Yet a fleck of truth still lingers in what Alexander E. Sweet and J. Armoy Knox wrote of Houston in 1883: “After you have listened to the talk of one of these pioneer veterans for some time, you begin to feel that the creation of the world, the arrangement of the solar system, and all subsequent events, including the discovery of America, were provisions of an all-wise Providence, arranged with a direct view to the advancement of the commercial interests of Houston.”

A bayou baptism, late in the 1890s, at the foot of what is now White Street. The photograph is one of many made by Frank R. Hutton, Sr., a gifted amateur photographer, who came to Houston in 1893.

4

Fifty miles inland, Houston is one of the nation’s principal world ports. Being rich in oil and natural gas, it has come to dominate two mammoth industries, petrochemicals and the sending of natural gas to the nation. For half a century beginning in the early 1900s, Houston belonged to oil. For the next half-century, it may belong to space.

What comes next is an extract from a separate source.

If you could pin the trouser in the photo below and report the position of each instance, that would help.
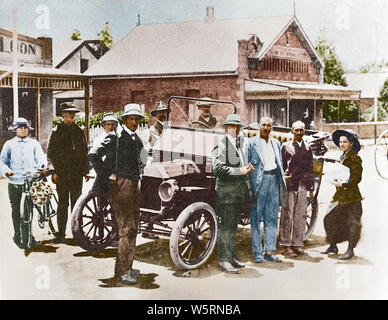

Oil and its big quick profits—little is said of its big quick losses—and the extravagant legends about oil riches did more than anything except the Houston Ship Channel to give Houston its One Million. The city got a foretaste of its oil destiny thirty-five years before the Spindletop gusher roared in when Richard W. Dowling, the Confederate hero of the Battle of Sabine Pass, and John M. Fennerty formed a company in 1866 for “Mechanical operations in mining and boring for oil....” Their project was ridiculed, and its outcome is unknown.

The historian Andrew Forest Muir has shown that two critical periods in the growth of Houston were the half-decade from 1857 to 1861, when it became the rail center of Texas, and the decade beginning with the Spindletop gusher in 1901. Two others are the decade after the Houston Ship Channel was opened late in 1914—a period further stimulated by World War I—and the fifteen years beginning just before World War II. The inception of the federal space laboratory begins a fifth cycle of growth.

The Houston Post Office, completed in 1890, at the southeast corner of Franklin Avenue and Fannin Street.